Weapons: April 23, 2004


The U.S. Marine Corps is looking for a new .45 caliber (11.4mm) pistol. While the American military retired the M1911 .45 caliber in 1985, some commando units still prefer, and use, it. This is because the 11.4mm (.45 caliber) bullet weighs twice as much as the 9mm one that replaced it and still has an edge in "stopping" someone hit with it. But the 9mm M9 pistol magazine carries 15 rounds, versus seven in the M1911. The commandos (Special Forces, SEALs, marine Force Recon) counter that their operations are the type where every round counts, and the fewer you have to fire the better. For the regular troops, the M9 has been popular, and successful. The 9mm weapon is lighter, has less recoil and has the extra ammo for users who are not sharpshooters. 

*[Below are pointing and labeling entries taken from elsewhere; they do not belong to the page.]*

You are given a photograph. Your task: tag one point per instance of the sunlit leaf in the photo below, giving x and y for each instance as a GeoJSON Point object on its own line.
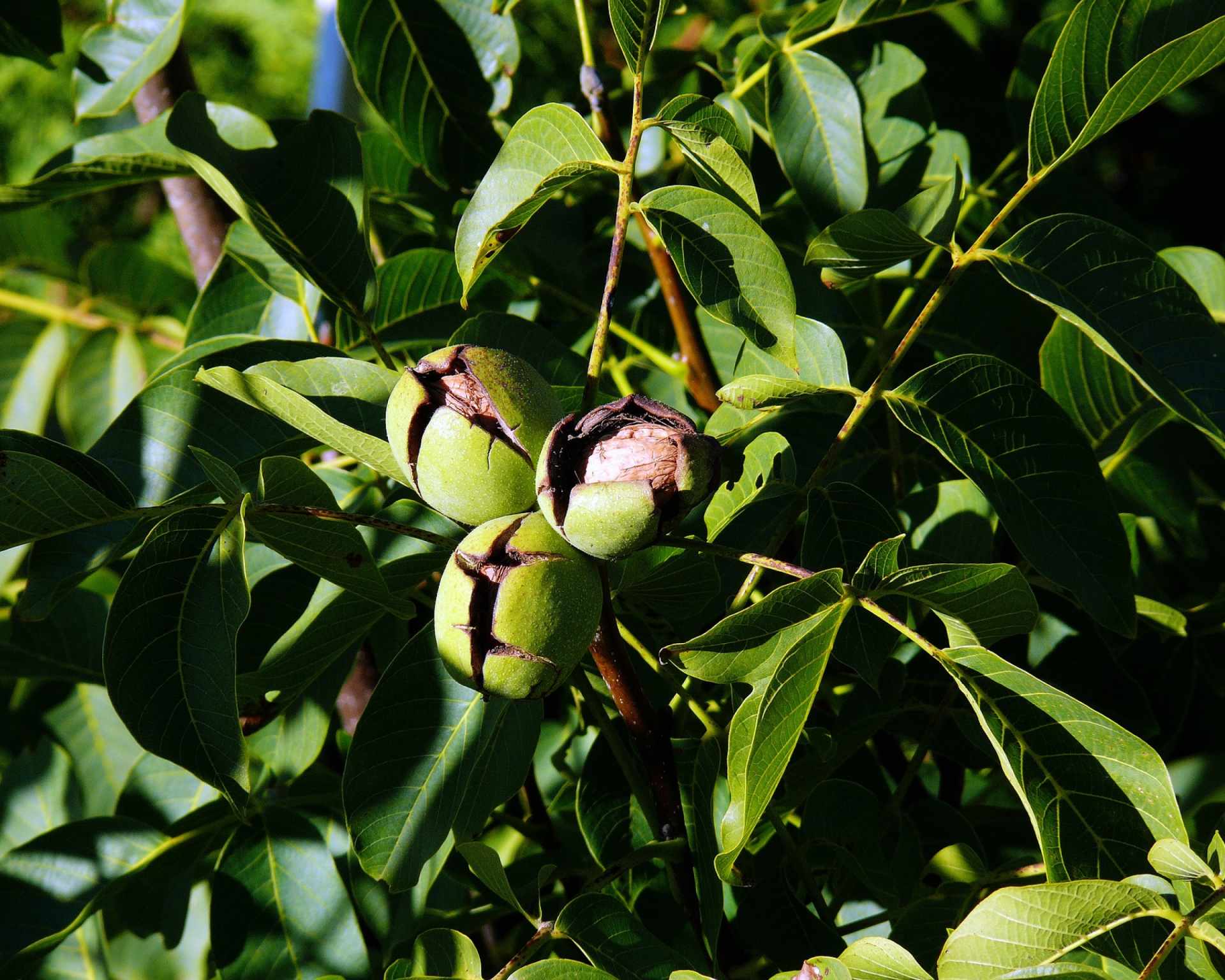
{"type": "Point", "coordinates": [1009, 436]}
{"type": "Point", "coordinates": [728, 264]}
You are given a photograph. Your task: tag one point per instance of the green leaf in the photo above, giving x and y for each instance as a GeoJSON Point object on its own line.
{"type": "Point", "coordinates": [158, 793]}
{"type": "Point", "coordinates": [331, 549]}
{"type": "Point", "coordinates": [403, 778]}
{"type": "Point", "coordinates": [1114, 59]}
{"type": "Point", "coordinates": [749, 288]}
{"type": "Point", "coordinates": [418, 286]}
{"type": "Point", "coordinates": [1173, 859]}
{"type": "Point", "coordinates": [32, 32]}
{"type": "Point", "coordinates": [255, 389]}
{"type": "Point", "coordinates": [1017, 928]}
{"type": "Point", "coordinates": [266, 175]}
{"type": "Point", "coordinates": [978, 604]}
{"type": "Point", "coordinates": [43, 495]}
{"type": "Point", "coordinates": [768, 475]}
{"type": "Point", "coordinates": [1097, 391]}
{"type": "Point", "coordinates": [697, 772]}
{"type": "Point", "coordinates": [102, 749]}
{"type": "Point", "coordinates": [418, 70]}
{"type": "Point", "coordinates": [38, 793]}
{"type": "Point", "coordinates": [32, 355]}
{"type": "Point", "coordinates": [563, 969]}
{"type": "Point", "coordinates": [439, 954]}
{"type": "Point", "coordinates": [708, 138]}
{"type": "Point", "coordinates": [556, 363]}
{"type": "Point", "coordinates": [509, 740]}
{"type": "Point", "coordinates": [781, 646]}
{"type": "Point", "coordinates": [548, 149]}
{"type": "Point", "coordinates": [58, 880]}
{"type": "Point", "coordinates": [635, 24]}
{"type": "Point", "coordinates": [1009, 436]}
{"type": "Point", "coordinates": [279, 904]}
{"type": "Point", "coordinates": [105, 375]}
{"type": "Point", "coordinates": [766, 391]}
{"type": "Point", "coordinates": [860, 13]}
{"type": "Point", "coordinates": [877, 958]}
{"type": "Point", "coordinates": [1097, 796]}
{"type": "Point", "coordinates": [137, 40]}
{"type": "Point", "coordinates": [873, 241]}
{"type": "Point", "coordinates": [815, 117]}
{"type": "Point", "coordinates": [1130, 303]}
{"type": "Point", "coordinates": [614, 940]}
{"type": "Point", "coordinates": [64, 647]}
{"type": "Point", "coordinates": [169, 651]}
{"type": "Point", "coordinates": [1205, 271]}
{"type": "Point", "coordinates": [487, 866]}
{"type": "Point", "coordinates": [1163, 616]}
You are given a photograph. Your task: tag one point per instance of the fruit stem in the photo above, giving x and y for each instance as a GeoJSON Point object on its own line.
{"type": "Point", "coordinates": [616, 253]}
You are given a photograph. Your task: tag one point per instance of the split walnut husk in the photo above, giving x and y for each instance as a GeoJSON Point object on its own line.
{"type": "Point", "coordinates": [615, 479]}
{"type": "Point", "coordinates": [467, 426]}
{"type": "Point", "coordinates": [516, 609]}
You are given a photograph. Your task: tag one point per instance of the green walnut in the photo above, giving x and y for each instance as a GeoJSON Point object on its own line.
{"type": "Point", "coordinates": [516, 609]}
{"type": "Point", "coordinates": [615, 479]}
{"type": "Point", "coordinates": [467, 426]}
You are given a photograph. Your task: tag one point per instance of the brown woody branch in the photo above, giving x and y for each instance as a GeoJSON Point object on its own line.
{"type": "Point", "coordinates": [700, 379]}
{"type": "Point", "coordinates": [651, 731]}
{"type": "Point", "coordinates": [200, 214]}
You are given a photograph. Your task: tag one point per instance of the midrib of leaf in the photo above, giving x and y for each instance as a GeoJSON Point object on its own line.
{"type": "Point", "coordinates": [953, 668]}
{"type": "Point", "coordinates": [820, 122]}
{"type": "Point", "coordinates": [276, 897]}
{"type": "Point", "coordinates": [439, 760]}
{"type": "Point", "coordinates": [995, 468]}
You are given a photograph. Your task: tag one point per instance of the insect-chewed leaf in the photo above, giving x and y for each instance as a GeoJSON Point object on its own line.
{"type": "Point", "coordinates": [169, 653]}
{"type": "Point", "coordinates": [781, 646]}
{"type": "Point", "coordinates": [615, 940]}
{"type": "Point", "coordinates": [872, 241]}
{"type": "Point", "coordinates": [1009, 436]}
{"type": "Point", "coordinates": [125, 49]}
{"type": "Point", "coordinates": [817, 125]}
{"type": "Point", "coordinates": [403, 778]}
{"type": "Point", "coordinates": [548, 149]}
{"type": "Point", "coordinates": [1097, 796]}
{"type": "Point", "coordinates": [1130, 303]}
{"type": "Point", "coordinates": [266, 175]}
{"type": "Point", "coordinates": [711, 141]}
{"type": "Point", "coordinates": [1017, 928]}
{"type": "Point", "coordinates": [729, 264]}
{"type": "Point", "coordinates": [768, 475]}
{"type": "Point", "coordinates": [1113, 59]}
{"type": "Point", "coordinates": [277, 897]}
{"type": "Point", "coordinates": [978, 604]}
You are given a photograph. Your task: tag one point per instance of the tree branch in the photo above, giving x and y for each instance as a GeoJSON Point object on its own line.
{"type": "Point", "coordinates": [200, 214]}
{"type": "Point", "coordinates": [700, 378]}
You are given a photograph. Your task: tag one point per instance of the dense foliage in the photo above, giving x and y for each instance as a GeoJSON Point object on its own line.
{"type": "Point", "coordinates": [930, 685]}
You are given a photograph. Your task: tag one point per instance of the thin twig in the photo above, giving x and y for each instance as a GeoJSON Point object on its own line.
{"type": "Point", "coordinates": [527, 952]}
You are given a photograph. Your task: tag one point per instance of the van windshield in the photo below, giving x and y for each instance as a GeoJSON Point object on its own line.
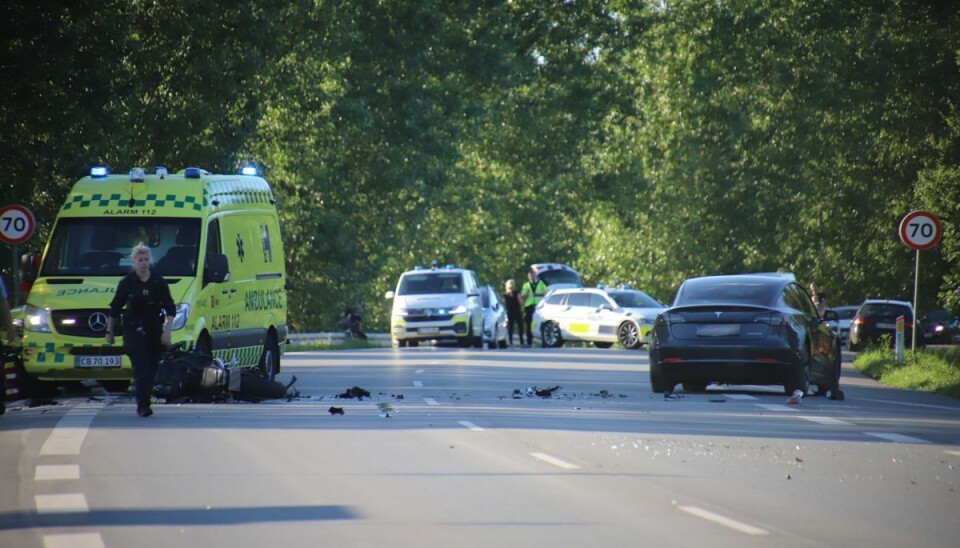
{"type": "Point", "coordinates": [431, 282]}
{"type": "Point", "coordinates": [101, 246]}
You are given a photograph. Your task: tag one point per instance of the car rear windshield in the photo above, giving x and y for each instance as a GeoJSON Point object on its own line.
{"type": "Point", "coordinates": [430, 283]}
{"type": "Point", "coordinates": [885, 310]}
{"type": "Point", "coordinates": [634, 299]}
{"type": "Point", "coordinates": [551, 277]}
{"type": "Point", "coordinates": [707, 291]}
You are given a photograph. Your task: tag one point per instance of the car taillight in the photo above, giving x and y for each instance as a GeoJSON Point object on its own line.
{"type": "Point", "coordinates": [667, 319]}
{"type": "Point", "coordinates": [773, 318]}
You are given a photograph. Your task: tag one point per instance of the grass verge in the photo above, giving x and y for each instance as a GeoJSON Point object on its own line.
{"type": "Point", "coordinates": [351, 344]}
{"type": "Point", "coordinates": [928, 370]}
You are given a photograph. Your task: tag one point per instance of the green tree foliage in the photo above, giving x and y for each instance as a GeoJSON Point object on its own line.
{"type": "Point", "coordinates": [643, 142]}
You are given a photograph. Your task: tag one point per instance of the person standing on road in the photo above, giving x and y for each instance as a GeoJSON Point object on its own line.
{"type": "Point", "coordinates": [514, 311]}
{"type": "Point", "coordinates": [142, 295]}
{"type": "Point", "coordinates": [818, 298]}
{"type": "Point", "coordinates": [531, 294]}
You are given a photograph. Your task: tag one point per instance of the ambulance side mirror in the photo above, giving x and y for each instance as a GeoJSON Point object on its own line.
{"type": "Point", "coordinates": [28, 267]}
{"type": "Point", "coordinates": [216, 270]}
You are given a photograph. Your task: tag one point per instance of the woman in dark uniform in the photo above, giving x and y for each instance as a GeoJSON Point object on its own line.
{"type": "Point", "coordinates": [142, 295]}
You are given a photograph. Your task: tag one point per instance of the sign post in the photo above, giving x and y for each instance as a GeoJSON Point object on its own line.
{"type": "Point", "coordinates": [898, 340]}
{"type": "Point", "coordinates": [17, 224]}
{"type": "Point", "coordinates": [919, 230]}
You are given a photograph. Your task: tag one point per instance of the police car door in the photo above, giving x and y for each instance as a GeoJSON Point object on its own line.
{"type": "Point", "coordinates": [575, 319]}
{"type": "Point", "coordinates": [603, 318]}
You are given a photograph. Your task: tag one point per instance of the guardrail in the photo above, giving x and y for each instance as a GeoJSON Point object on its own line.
{"type": "Point", "coordinates": [379, 339]}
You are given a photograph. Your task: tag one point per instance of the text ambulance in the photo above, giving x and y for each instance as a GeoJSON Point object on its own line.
{"type": "Point", "coordinates": [214, 238]}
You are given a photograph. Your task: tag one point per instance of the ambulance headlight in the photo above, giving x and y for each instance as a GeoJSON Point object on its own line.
{"type": "Point", "coordinates": [180, 320]}
{"type": "Point", "coordinates": [37, 319]}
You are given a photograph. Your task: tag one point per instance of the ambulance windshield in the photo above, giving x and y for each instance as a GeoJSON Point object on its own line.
{"type": "Point", "coordinates": [101, 246]}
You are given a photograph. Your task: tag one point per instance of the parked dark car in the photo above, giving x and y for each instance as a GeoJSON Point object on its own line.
{"type": "Point", "coordinates": [876, 321]}
{"type": "Point", "coordinates": [938, 326]}
{"type": "Point", "coordinates": [744, 329]}
{"type": "Point", "coordinates": [845, 316]}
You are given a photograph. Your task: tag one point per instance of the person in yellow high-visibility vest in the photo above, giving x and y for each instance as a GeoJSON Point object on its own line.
{"type": "Point", "coordinates": [531, 294]}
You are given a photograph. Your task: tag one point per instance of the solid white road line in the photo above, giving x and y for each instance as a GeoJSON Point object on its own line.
{"type": "Point", "coordinates": [896, 438]}
{"type": "Point", "coordinates": [79, 540]}
{"type": "Point", "coordinates": [825, 420]}
{"type": "Point", "coordinates": [71, 502]}
{"type": "Point", "coordinates": [554, 461]}
{"type": "Point", "coordinates": [777, 407]}
{"type": "Point", "coordinates": [56, 472]}
{"type": "Point", "coordinates": [724, 521]}
{"type": "Point", "coordinates": [67, 437]}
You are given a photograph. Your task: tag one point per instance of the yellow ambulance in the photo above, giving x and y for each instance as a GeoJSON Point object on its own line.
{"type": "Point", "coordinates": [214, 238]}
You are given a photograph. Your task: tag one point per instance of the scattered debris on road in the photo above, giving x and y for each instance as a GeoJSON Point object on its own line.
{"type": "Point", "coordinates": [355, 392]}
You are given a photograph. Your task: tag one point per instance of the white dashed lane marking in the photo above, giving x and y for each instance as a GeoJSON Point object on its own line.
{"type": "Point", "coordinates": [554, 461]}
{"type": "Point", "coordinates": [67, 437]}
{"type": "Point", "coordinates": [70, 502]}
{"type": "Point", "coordinates": [724, 521]}
{"type": "Point", "coordinates": [79, 540]}
{"type": "Point", "coordinates": [777, 407]}
{"type": "Point", "coordinates": [896, 438]}
{"type": "Point", "coordinates": [826, 420]}
{"type": "Point", "coordinates": [46, 472]}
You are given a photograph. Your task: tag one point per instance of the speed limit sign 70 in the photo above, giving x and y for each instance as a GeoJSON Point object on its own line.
{"type": "Point", "coordinates": [16, 224]}
{"type": "Point", "coordinates": [920, 230]}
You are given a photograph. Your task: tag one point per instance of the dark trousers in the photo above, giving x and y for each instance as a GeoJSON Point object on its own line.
{"type": "Point", "coordinates": [142, 345]}
{"type": "Point", "coordinates": [515, 322]}
{"type": "Point", "coordinates": [528, 321]}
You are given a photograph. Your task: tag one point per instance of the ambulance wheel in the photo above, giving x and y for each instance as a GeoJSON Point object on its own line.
{"type": "Point", "coordinates": [203, 345]}
{"type": "Point", "coordinates": [270, 359]}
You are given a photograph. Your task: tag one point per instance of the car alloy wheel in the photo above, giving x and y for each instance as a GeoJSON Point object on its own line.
{"type": "Point", "coordinates": [628, 335]}
{"type": "Point", "coordinates": [550, 333]}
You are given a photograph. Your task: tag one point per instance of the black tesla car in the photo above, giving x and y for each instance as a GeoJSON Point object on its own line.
{"type": "Point", "coordinates": [744, 329]}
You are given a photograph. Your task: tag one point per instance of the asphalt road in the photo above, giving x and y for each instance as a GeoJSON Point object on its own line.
{"type": "Point", "coordinates": [444, 453]}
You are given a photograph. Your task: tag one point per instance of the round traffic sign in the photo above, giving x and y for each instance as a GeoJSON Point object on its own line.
{"type": "Point", "coordinates": [16, 224]}
{"type": "Point", "coordinates": [920, 230]}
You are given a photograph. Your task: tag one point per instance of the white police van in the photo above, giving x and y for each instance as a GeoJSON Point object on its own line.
{"type": "Point", "coordinates": [436, 304]}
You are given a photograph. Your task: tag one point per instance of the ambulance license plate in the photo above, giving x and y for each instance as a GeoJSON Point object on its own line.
{"type": "Point", "coordinates": [97, 361]}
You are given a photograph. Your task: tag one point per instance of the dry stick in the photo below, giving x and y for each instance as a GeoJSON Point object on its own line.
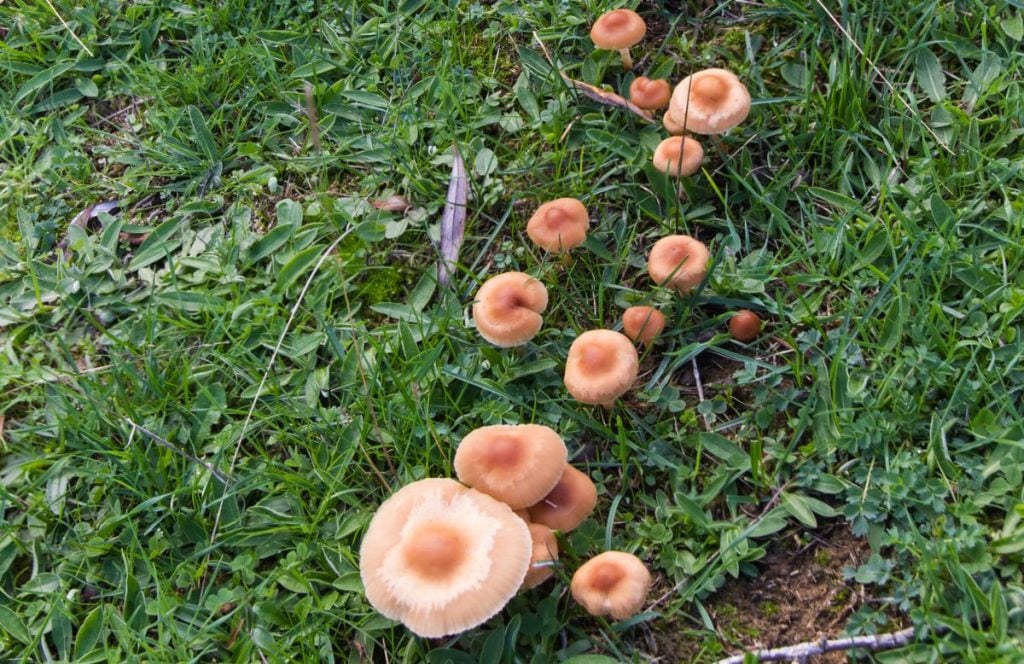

The marines want to buy 1,100 new .45 caliber pistols and are having a competition to determine which of several models available will get the $1.9 million contract. The marines have been using M1911s rebuilt from the many old ones turned in when everyone switched to the M9. But even this supply is running out, and it is known that there are newer .45 caliber designs out there that are more reliable, lighter, easier to repair and more accurate. Some marines (and other troops) buy these newer .45 caliber weapons with their own money. Most American combat units tolerate troops bringing in some additional weapons, especially pistols. Some troops have been buying 10mm pistols, seeing this as a nice cross between the lighter weight of the M9 (2.55 pounds versus three for the .45) and the greater stopping power of the 11.4mm M1911 bullet. But there are new .45 models that weigh as much as the M9, carry more bullets (10) and are easier to repair than the M1911.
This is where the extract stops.